The artist who intrigued him most was Henri Toulouse-Lautrec, whose lively depictions of fin-de-siècle Paris embodied the extravagance and theatricality of the time. “Lipman was never buying for investment,” says Mary Bartow, Senior Vice President and Head of Sotheby’s Prints department, “he was buying for love of this particular artist.” At one point, Lipman owned every single Toulouse-Lautrec poster that the artist had created. “He was very proud of this,” she says. He also acquired the rare group of prints by Toulouse-Lautrec known as the Elles series, which features 10 different images of women in their everyday lives, and which Bartow describes as “the most important suite of prints made in the 19th century, hands down.”
Lipman had a keen interest in history, particularly American history, born out of his own love of country. He looked to history’s heroes. “My father admired people who had the courage to take unpopular positions,” says Joshua. “He had a love for the founding fathers, and he understood the challenges that came with being a leader.” “He revered the great figures of American history,” says Selby Kiffer, Senior Vice President and International Senior Specialist for Sotheby’s Book and Manuscripts department. “George Washington, Thomas Paine, Thomas Jefferson, Alexander Hamilton and Abraham Lincoln among them – and he sought out books and manuscripts that illuminated their characters as well as their achievements.” In 2013, Lipman sold a portion of his library at Sotheby’s, including eight books from George Washington’s library for more than a million dollars. After that sale, he worked to build an even more impressive library.
Ultimately, however, Lipman “loved when someone would enjoy his collection with him,” says Gustave, and took every opportunity to share his objects with those around him. “He would take people into his rare book room, his own private museum, and show them some of his treasures,” says Joshua. Lipman even filled his offices with art for the enjoyment of all of his employees.
This generosity extended to philanthropy where Lipman gave his time, leadership and resources. At the United Way, a national coalition of charities that focuses on education, health and income, Lipman was the first ethics chair following a scandal, and he worked to help restore confidence in the organization. He also served nearly forty years on the board of the Simon Wiesenthal Center, a Los Angeles-based human rights organisation that fights to combat anti-Semitism and promote tolerance education.

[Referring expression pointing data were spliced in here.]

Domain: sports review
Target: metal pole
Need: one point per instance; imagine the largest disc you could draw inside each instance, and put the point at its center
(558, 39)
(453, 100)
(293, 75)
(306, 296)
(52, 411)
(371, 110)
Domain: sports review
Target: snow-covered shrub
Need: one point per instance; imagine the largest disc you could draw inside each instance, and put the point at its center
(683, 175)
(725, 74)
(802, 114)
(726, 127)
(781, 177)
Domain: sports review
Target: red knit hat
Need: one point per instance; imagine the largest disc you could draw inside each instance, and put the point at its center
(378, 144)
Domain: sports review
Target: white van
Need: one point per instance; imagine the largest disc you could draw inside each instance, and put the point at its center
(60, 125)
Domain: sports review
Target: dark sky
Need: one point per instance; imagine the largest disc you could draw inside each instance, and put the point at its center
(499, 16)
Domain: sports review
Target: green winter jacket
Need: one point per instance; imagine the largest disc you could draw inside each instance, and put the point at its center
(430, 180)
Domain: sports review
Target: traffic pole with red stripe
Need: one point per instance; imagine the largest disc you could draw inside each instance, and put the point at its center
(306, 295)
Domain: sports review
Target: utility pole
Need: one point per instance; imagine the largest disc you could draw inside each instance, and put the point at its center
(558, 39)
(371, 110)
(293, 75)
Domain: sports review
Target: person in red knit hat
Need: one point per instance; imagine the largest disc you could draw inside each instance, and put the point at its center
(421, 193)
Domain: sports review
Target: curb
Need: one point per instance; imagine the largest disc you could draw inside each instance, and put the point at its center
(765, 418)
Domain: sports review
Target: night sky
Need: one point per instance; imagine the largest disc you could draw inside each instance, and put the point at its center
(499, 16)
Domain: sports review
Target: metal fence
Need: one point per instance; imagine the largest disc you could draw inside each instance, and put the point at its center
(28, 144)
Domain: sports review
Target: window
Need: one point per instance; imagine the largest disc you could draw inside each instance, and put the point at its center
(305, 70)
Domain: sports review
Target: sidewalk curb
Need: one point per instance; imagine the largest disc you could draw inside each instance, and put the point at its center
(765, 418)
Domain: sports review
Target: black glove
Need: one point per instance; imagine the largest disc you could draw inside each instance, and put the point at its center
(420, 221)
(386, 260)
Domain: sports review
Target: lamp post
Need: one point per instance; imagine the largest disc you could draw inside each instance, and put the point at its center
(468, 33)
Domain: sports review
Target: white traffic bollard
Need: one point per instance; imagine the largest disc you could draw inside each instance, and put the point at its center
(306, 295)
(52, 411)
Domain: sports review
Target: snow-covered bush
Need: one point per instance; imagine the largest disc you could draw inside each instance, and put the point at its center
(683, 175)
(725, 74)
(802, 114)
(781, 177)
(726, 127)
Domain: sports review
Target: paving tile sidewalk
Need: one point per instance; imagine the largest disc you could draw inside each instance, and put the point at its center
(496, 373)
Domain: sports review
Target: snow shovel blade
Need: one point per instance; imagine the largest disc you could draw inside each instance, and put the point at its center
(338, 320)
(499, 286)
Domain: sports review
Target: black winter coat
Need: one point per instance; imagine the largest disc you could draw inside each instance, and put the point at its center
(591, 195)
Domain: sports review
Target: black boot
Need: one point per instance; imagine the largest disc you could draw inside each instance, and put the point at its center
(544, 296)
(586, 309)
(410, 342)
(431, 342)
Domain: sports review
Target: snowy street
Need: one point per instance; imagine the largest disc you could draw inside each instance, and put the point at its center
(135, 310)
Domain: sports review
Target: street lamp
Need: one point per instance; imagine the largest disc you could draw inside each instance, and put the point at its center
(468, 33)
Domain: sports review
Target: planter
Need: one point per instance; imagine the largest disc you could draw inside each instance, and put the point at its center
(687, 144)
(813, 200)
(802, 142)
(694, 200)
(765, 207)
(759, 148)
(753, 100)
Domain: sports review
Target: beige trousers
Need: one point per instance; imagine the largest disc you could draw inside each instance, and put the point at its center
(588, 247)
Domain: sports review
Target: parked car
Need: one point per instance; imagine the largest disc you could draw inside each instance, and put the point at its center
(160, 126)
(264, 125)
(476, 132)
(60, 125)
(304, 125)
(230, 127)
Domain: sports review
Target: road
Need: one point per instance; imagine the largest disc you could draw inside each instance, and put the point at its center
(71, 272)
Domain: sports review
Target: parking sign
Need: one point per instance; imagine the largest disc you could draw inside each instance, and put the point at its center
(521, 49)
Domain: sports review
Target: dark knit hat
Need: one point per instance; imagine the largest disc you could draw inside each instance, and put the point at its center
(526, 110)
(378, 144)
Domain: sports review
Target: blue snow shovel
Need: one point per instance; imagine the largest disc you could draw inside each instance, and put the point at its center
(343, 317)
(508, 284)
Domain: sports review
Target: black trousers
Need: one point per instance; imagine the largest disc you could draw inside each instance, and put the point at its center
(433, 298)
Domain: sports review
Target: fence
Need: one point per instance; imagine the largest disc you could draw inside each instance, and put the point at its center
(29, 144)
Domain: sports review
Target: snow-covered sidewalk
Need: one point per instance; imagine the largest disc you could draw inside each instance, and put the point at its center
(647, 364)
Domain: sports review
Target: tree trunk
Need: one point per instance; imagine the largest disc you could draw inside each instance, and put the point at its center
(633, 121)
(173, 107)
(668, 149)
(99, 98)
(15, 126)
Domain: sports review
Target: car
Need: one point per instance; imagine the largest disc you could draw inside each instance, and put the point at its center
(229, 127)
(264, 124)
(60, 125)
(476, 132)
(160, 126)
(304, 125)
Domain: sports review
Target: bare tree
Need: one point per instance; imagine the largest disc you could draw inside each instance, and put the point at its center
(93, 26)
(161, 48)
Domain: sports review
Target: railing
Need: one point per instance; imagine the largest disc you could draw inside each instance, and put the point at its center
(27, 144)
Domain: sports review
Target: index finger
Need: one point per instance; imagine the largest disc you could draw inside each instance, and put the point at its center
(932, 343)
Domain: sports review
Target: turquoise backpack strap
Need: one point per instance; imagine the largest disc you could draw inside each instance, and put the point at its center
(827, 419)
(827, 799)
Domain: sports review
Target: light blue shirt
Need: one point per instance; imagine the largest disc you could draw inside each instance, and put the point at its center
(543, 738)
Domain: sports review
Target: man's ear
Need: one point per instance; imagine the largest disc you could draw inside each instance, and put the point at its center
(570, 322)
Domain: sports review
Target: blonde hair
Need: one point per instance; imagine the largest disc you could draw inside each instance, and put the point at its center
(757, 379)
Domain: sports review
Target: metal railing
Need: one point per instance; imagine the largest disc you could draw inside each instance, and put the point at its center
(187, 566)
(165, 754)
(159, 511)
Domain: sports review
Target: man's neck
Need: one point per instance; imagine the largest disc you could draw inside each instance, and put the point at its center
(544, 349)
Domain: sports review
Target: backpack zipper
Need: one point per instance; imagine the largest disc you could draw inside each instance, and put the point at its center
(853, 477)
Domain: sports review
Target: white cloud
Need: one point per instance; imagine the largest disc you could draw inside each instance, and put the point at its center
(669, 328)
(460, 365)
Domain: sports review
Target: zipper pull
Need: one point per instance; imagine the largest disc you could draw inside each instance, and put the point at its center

Among Lipman’s more poignant qualities was his fierce belief in truth through independent journalism. In 1995, he endowed The John Chancellor Award for Excellence in Journalism, now at Columbia University, giving $25,000 annually (increased to $50,000 in 2016) to a reporter with courage and integrity. “It is named for John Chancellor because he is my hero,” Lipman said at the time. “He was my hero at age 16 in Little Rock and he is my hero today.” Little did he know that, with his curious, vicarious spirit, Lipman had become something of a hero too.
The Passion of American Collectors: Property of Barbara and Ira Lipman will be sold in a series of auctions this autumn and winter, and throughout 2021.